Voglio ricordarla con precisione, nei minimi particolari, perché non svanisca rapidamente entro di me, non appena sarà finita, non appena il pericolo sarà passato, scongiurato, eliminato.
C’è da parte di tutti noi, e naturalmente anche in me, il desiderio, sempre presente, di dimenticare il prima possibile le esperienze dolorose, brutte, spiacevoli, che abbiamo vissuto, di cui siamo stati vittime, come se il dimenticarle, il rimuoverle dalla memoria, significasse, quasi il non averle vissute, così come quando, al mattino, ci svegliamo di soprassalto, ansimanti, con l’esperienza di un brutto sogno, un sogno angoscioso, che immediatamente dopo il risveglio è ancora ben presente e vivido in noi.
Siamo ancora immersi nella atmosfera dell’incubo, ma subito dopo, con la coscienza che si trattava di un incubo onirico e non della realtà, confortati da questa coscienza, ci immergiamo rapidamente nella realtà che ci circonda, favorendo così la sparizione, l’oblio dell’incubo.
Ora io non vorrei che lo stesso accadesse in me, con questo “brutto sogno” che stiamo tutti vivendo e per questo, scrivo, per non dimenticare, al più presto, quando tutto sarà finito, questa esperienza che deve rimanere indimenticabile.
Tornando al Tempo, non si tratta certamente del tempo meteorologico, argomento di cui non sono competente, se non per la mia smodata predilezione per la pioggia, che unica, mi rende felice, ma di come noi viviamo, in questo momento il senso del tempo che passa.
L’occasione per questa riflessione mi è data dalla lamentela, che molti pazienti, attualmente, sempre più spesso mi denunciano, ossia la sensazione spiacevole, sgradevole, spesso angosciante che il tempo non passi mai, non scorra, si sia come fermato, arrestato, immobilizzato in un eterno presente, senza più scorrere come prima, inesorabilmente e sempre più, troppo veloce.

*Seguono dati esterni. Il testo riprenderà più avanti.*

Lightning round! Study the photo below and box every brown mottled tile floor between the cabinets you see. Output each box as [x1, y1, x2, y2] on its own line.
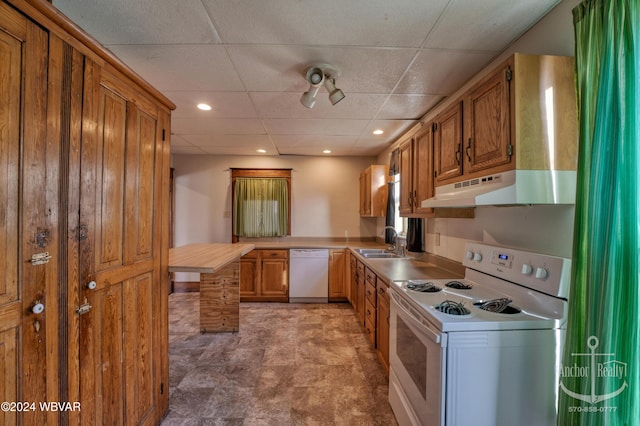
[162, 293, 397, 426]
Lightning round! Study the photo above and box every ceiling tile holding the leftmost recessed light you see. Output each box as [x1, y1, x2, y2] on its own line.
[164, 90, 258, 118]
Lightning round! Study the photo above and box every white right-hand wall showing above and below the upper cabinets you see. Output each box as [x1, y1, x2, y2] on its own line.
[378, 0, 580, 262]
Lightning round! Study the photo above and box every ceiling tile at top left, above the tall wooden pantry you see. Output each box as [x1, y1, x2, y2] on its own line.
[53, 0, 220, 44]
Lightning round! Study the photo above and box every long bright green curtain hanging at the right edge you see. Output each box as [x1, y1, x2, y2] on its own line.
[558, 0, 640, 426]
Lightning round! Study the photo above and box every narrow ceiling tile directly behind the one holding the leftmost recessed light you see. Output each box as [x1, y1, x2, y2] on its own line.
[171, 118, 266, 135]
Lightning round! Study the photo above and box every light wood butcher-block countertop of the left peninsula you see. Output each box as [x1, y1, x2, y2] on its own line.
[169, 243, 255, 274]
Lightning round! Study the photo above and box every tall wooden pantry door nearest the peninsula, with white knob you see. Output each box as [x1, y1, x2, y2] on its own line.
[78, 60, 168, 425]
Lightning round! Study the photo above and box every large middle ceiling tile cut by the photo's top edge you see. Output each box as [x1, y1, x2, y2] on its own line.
[204, 0, 447, 47]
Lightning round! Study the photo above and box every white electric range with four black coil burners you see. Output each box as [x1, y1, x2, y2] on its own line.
[389, 243, 571, 426]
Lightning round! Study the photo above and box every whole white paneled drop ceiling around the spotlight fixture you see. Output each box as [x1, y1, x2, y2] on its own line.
[53, 0, 559, 156]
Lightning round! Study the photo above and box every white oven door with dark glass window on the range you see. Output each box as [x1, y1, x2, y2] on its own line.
[389, 290, 447, 426]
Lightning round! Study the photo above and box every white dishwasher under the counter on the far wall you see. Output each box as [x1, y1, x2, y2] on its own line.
[289, 249, 329, 303]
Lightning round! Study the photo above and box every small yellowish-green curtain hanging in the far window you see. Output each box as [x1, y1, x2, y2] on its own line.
[233, 178, 289, 237]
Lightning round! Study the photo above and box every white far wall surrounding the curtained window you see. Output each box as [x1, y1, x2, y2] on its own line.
[172, 155, 376, 246]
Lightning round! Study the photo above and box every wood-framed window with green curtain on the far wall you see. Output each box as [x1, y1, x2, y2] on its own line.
[231, 169, 291, 242]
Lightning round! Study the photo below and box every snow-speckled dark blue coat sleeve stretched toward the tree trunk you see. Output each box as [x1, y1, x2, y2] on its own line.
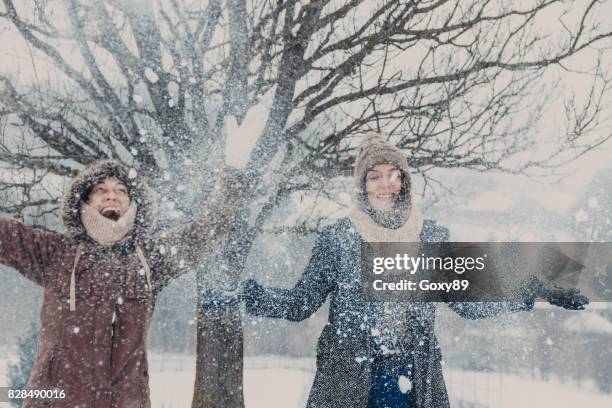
[244, 230, 335, 322]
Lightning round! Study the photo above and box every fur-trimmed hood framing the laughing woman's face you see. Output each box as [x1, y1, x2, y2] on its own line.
[61, 160, 155, 241]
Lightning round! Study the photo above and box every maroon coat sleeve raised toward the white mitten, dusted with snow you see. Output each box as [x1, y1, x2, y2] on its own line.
[151, 167, 244, 288]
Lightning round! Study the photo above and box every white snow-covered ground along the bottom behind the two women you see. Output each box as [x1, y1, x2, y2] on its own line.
[0, 353, 612, 408]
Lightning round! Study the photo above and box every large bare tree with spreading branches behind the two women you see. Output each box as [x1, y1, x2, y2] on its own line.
[0, 0, 612, 408]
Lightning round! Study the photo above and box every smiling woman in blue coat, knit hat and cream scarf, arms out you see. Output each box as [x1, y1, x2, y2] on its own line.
[208, 135, 584, 408]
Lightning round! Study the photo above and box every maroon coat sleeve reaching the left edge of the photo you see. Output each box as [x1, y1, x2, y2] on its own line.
[0, 219, 63, 286]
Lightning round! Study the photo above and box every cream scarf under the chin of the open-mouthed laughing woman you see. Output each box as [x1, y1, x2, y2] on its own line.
[81, 200, 137, 245]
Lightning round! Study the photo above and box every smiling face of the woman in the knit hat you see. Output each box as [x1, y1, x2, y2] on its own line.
[365, 164, 402, 211]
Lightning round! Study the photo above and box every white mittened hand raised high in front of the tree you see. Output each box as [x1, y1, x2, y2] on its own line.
[225, 88, 275, 169]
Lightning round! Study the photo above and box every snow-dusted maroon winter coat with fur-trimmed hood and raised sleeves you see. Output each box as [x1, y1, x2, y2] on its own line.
[0, 161, 242, 408]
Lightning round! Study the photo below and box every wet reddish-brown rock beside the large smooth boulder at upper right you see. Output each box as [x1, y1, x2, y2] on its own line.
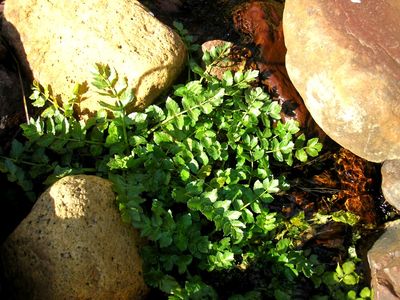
[233, 1, 324, 137]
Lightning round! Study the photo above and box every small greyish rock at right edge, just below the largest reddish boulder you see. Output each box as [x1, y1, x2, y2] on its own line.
[381, 160, 400, 211]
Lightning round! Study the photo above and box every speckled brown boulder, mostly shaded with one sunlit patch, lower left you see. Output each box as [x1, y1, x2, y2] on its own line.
[2, 175, 147, 299]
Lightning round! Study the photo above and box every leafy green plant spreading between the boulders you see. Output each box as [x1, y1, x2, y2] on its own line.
[0, 24, 370, 299]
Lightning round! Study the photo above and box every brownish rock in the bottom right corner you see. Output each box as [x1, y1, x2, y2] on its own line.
[368, 220, 400, 300]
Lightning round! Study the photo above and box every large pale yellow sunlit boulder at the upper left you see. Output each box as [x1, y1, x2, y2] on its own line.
[3, 0, 186, 114]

Come se tutti fossimo immobilizzati in un eterno presente.
Ho cercato di spiegar Loro che quando la nostra vita è riempita, di compiti, impegni incombenze, sono questi, nel loro susseguirsi, succedersi, concludersi, che ci danno il senso del tempo che scorre, che passa.

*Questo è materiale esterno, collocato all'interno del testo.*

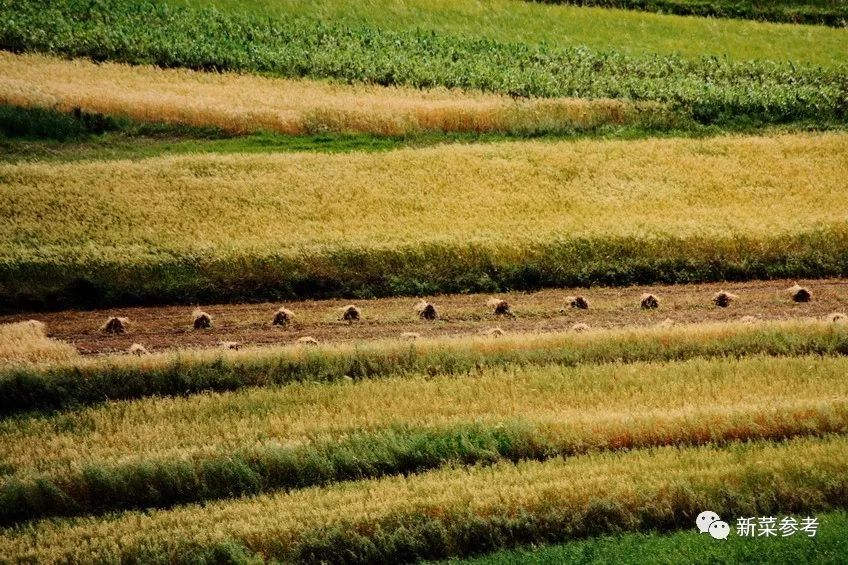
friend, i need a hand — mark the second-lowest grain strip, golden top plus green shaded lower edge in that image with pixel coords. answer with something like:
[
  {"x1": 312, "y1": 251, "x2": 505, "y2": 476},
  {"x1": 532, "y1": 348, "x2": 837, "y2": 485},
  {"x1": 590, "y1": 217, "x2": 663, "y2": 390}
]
[{"x1": 0, "y1": 357, "x2": 848, "y2": 523}]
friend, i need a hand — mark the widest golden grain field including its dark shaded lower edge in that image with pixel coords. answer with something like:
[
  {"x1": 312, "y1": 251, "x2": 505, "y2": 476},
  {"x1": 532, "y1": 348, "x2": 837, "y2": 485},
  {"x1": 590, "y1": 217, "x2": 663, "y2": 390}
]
[{"x1": 0, "y1": 133, "x2": 848, "y2": 309}]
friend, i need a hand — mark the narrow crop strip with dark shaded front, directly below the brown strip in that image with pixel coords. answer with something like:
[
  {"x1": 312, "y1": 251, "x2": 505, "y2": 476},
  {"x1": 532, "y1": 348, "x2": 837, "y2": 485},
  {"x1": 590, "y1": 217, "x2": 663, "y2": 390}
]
[{"x1": 0, "y1": 322, "x2": 848, "y2": 417}]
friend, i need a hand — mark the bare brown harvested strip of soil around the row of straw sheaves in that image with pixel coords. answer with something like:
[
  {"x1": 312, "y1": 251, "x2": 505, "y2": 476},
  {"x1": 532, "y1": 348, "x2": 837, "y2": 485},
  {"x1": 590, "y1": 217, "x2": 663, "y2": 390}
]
[{"x1": 0, "y1": 279, "x2": 848, "y2": 353}]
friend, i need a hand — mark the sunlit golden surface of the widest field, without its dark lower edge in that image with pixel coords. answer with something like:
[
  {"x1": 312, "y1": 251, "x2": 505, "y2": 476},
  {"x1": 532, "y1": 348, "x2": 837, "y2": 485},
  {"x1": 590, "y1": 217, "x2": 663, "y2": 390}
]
[{"x1": 0, "y1": 133, "x2": 848, "y2": 269}]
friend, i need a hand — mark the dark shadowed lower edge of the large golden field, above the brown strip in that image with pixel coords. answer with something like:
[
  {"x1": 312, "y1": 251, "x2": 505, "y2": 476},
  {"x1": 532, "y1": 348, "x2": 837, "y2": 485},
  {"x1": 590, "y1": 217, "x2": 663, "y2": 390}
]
[{"x1": 0, "y1": 225, "x2": 848, "y2": 313}]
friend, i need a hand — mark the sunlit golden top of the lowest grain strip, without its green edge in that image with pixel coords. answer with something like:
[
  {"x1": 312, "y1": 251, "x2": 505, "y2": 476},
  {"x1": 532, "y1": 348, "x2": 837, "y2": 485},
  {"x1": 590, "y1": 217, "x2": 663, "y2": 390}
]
[{"x1": 0, "y1": 437, "x2": 848, "y2": 563}]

Ora siamo costretti dalle circostanze a rimanere quasi tutti, in casa, isolati, soli, senza più quei tanti rapporti sociali, umani, affettivi, quei compiti piacevoli o spiacevoli, quelle incombenze, che prima riempivano le nostre giornate, il nostro tempo appunto, e quello stesso, identico tempo ci sembra trasformarsi in un vuoto contenitore che non ha più significato, privo come è del suo contenuto. Quello stesso contenitore, che solo poco tempo prima ci era apparso sempre paradossalmente troppo piccolo, insufficiente per tutto ciò che avrebbe, secondo le nostre pretese, dovuto contenere.
Improvvisamente e grazie al Coronavirus, le nostre giornate, sempre così frenetiche, piene di cose da fare, con un tempo sempre insufficiente a farle tutte, improvvisamente sono divenute interminabili, ferme fisse, come se le lancette dell’orologio che ciascuno di noi possiede, si fossero miracolosamente arrestate, colpite anche loro dal virus.
Naturalmente non è così, le lancette dell’orologio si muovono sempre con la stessa velocità e scandiscono lo stesso tempo, ma è quello stesso tempo che a noi sembra lunghissimo, dilatato in maniera esasperante, perché vuoto, perché non è più riempito di compiti, di incombenze, di impegni, di azioni, che ci danno, nel loro succedersi la sensazione dello scorrere del tempo stesso.
Ma perché, proprio noi stessi, che fino a poco tempo prima ci siamo lamentati di avere sempre poco tempo per tutto, ora che improvvisamente, ne abbiamo finalmente tanto, obbligati come siamo a non muoverci, a rimanere in casa, a non correre da una parte all’altra come trottole impazzite, ora ci lamentiamo perché il tempo non passa mai?
Credo, ahimè, che la risposta sia semplice e tragicamente banale, purtroppo: il tempo che fino a poco tempo addietro non ci bastava mai, era sempre troppo poco, troppo veloce nel suo scorrere, era il tempo dedicato ad impegni, incombenze, oneri esterni, fuori di noi.
Oggi quello stesso tempo che ci appare rallentato, fermo, lunghissimo, inquietantemente lento nel suo scorrere è il tempo che dovremmo, che potremmo dedicare a noi stessi, ad una riflessione su di noi, adun contatto con la nostra intimità, con la nostra interiorità, con il nostro io interno.
Ma non ne siamo capaci. Forse ne abbiamo paura.
Forse anche questo il Coronavirus sta cercando di suggerirci.